Fear not. This book has little of Jefferson in it, in case you are bothered by his Deism, slavery, and defense of Lockean politics. One shouldn’t read this book as a manual on how to do education. I gather that other books in the series do that. The best approach might be counter-intuitive: read it as an inspiration manual.

Demille’s argument is simple: the best way to train leaders is to get them to read the classics in dialogue with a wise mentor. This skirts the debate between classical vs. private vs. public education. Demille offers a tool, not an ideology. Like many texts that lean towards the classical model, the volume is weak on math and science, but it still works quite well on the arts and humanities.

He begins with a distinction some might find artificial but upon further inspection is quite profound: you cannot “fix” education. An education is what the student gets out of the process largely based upon the student’s effort. What you can fix is teaching and externals. “Teachers teach and students educate” (Demille 12). The best education is when the student gets excited about learning and goes from there (with guidance).

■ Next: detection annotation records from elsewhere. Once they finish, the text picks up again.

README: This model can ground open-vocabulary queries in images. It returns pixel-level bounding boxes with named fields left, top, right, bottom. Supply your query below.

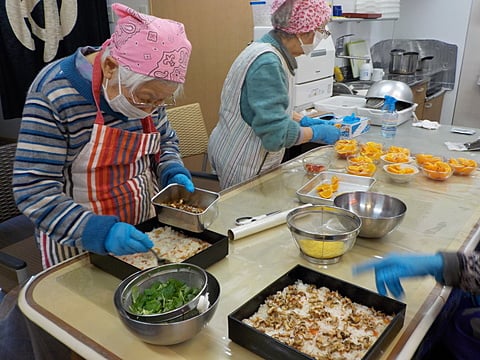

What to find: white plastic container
left=313, top=95, right=417, bottom=126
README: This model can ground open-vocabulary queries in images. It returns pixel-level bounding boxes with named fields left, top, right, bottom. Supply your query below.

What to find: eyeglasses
left=130, top=90, right=177, bottom=108
left=316, top=28, right=332, bottom=40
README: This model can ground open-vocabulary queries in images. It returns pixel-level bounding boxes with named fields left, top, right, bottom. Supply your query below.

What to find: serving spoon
left=148, top=248, right=169, bottom=265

He notes the three types of education: conveyor belt, professional, and leadership. It is fashionable to mock the conveyor belt approach (presentation of facts, etc). There is nothing wrong with that approach. It accomplishes precisely what it was designed to: educate poor people so they can get a job. The professional approach is fairly obvious: medicine, business, etc.

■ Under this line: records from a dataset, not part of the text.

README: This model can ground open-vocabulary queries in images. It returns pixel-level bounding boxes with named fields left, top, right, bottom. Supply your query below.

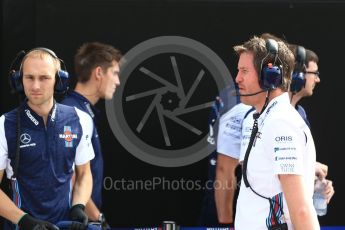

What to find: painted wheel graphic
left=106, top=36, right=233, bottom=167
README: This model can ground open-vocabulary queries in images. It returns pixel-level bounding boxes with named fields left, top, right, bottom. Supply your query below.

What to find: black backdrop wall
left=0, top=0, right=345, bottom=227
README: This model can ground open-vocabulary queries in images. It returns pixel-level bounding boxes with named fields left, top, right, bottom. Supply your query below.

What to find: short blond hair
left=234, top=36, right=295, bottom=91
left=20, top=48, right=61, bottom=73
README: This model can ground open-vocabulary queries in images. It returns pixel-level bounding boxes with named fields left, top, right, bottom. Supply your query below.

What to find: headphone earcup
left=10, top=71, right=24, bottom=93
left=55, top=70, right=69, bottom=94
left=260, top=63, right=283, bottom=90
left=290, top=72, right=305, bottom=93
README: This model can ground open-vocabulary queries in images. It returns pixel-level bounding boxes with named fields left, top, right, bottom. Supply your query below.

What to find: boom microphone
left=231, top=90, right=267, bottom=97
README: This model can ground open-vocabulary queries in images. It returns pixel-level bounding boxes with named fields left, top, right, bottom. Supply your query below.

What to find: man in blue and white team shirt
left=234, top=37, right=320, bottom=230
left=0, top=48, right=94, bottom=230
left=61, top=42, right=121, bottom=225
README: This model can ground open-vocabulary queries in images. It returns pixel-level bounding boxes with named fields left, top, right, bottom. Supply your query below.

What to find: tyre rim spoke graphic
left=106, top=36, right=234, bottom=167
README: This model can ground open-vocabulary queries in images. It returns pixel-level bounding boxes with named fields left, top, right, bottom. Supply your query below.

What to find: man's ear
left=92, top=66, right=103, bottom=80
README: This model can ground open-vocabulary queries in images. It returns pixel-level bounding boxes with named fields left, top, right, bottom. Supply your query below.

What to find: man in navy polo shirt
left=62, top=42, right=121, bottom=223
left=0, top=48, right=94, bottom=229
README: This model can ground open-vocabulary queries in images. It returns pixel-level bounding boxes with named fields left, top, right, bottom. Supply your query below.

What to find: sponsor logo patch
left=59, top=126, right=78, bottom=148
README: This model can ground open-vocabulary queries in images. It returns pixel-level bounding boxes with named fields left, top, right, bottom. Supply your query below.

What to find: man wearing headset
left=199, top=86, right=251, bottom=227
left=62, top=42, right=121, bottom=225
left=234, top=37, right=320, bottom=230
left=0, top=48, right=94, bottom=230
left=289, top=45, right=334, bottom=203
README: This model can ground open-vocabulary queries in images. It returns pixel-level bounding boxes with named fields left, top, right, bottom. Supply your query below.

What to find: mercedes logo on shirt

Demille’s focus is the leadership approach to education. It’s purpose is to train leaders who perpetuate freedom by knowing how to think. (A textbook teaches you want to think; a classic teaches you how to think.)

I won’t spend too much time on Demille’s method except to note a few good points. One is to “structure time, not content” (45). Is it better to make the student read 50 pages of Thomas Aquinas or spend two hours analyzing what Thomas means by essence and being? Go deeper, not wider.

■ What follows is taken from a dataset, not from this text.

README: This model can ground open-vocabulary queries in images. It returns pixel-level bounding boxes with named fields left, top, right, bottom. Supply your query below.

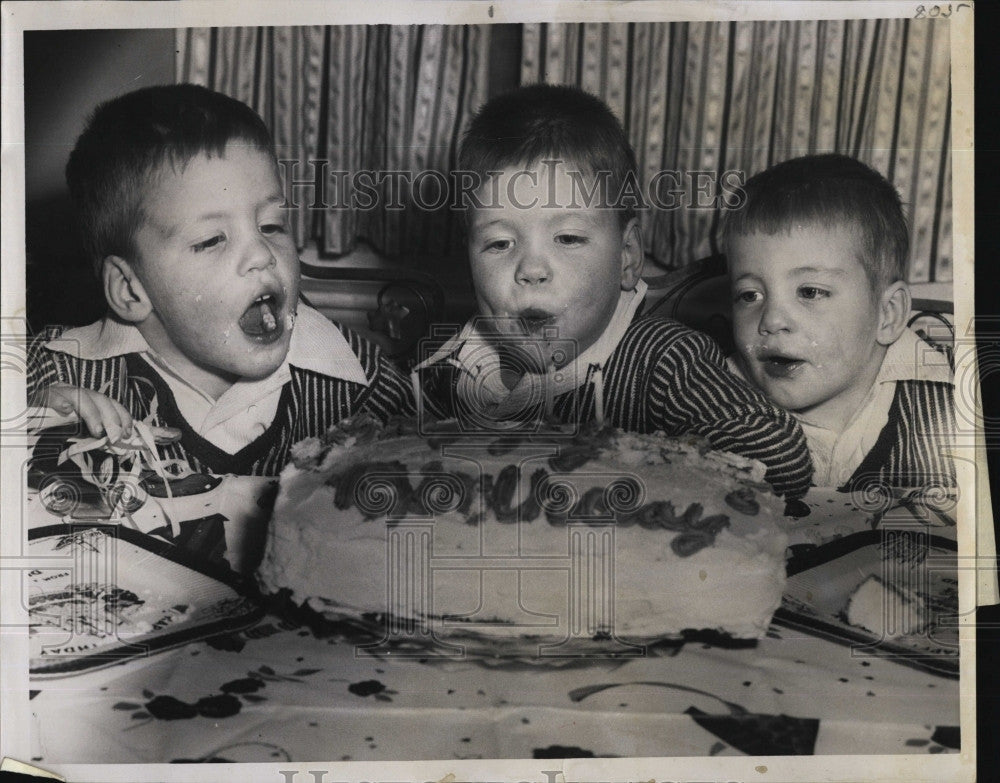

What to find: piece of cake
left=258, top=420, right=786, bottom=642
left=844, top=576, right=927, bottom=639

There is the tough question of “What is a classic?” I’ll keep the list open-ended, but we can say a book that was formative upon the Western mind.

Can I get a Job?

Since we are now at the point where a university education does not guarantee a (good?) job, education is freed to be more formative and soul-forming. Modern America replaced leadership with job prep. While modern education gurus urge teachers to ask higher-order thinking questions, and while textbooks are happily being replaced with “modules,” the system is fundamentally the same.

Employers hire people, not degrees. (That said, don’t do anything stupid like go to Patriot Bible College. I’m also quite skeptical of a certain “Reformed” college in the Pacific Northwest). As Peter Drucker said, “The basic economic resource…is no longer capital…It is and will be knowledge” (115).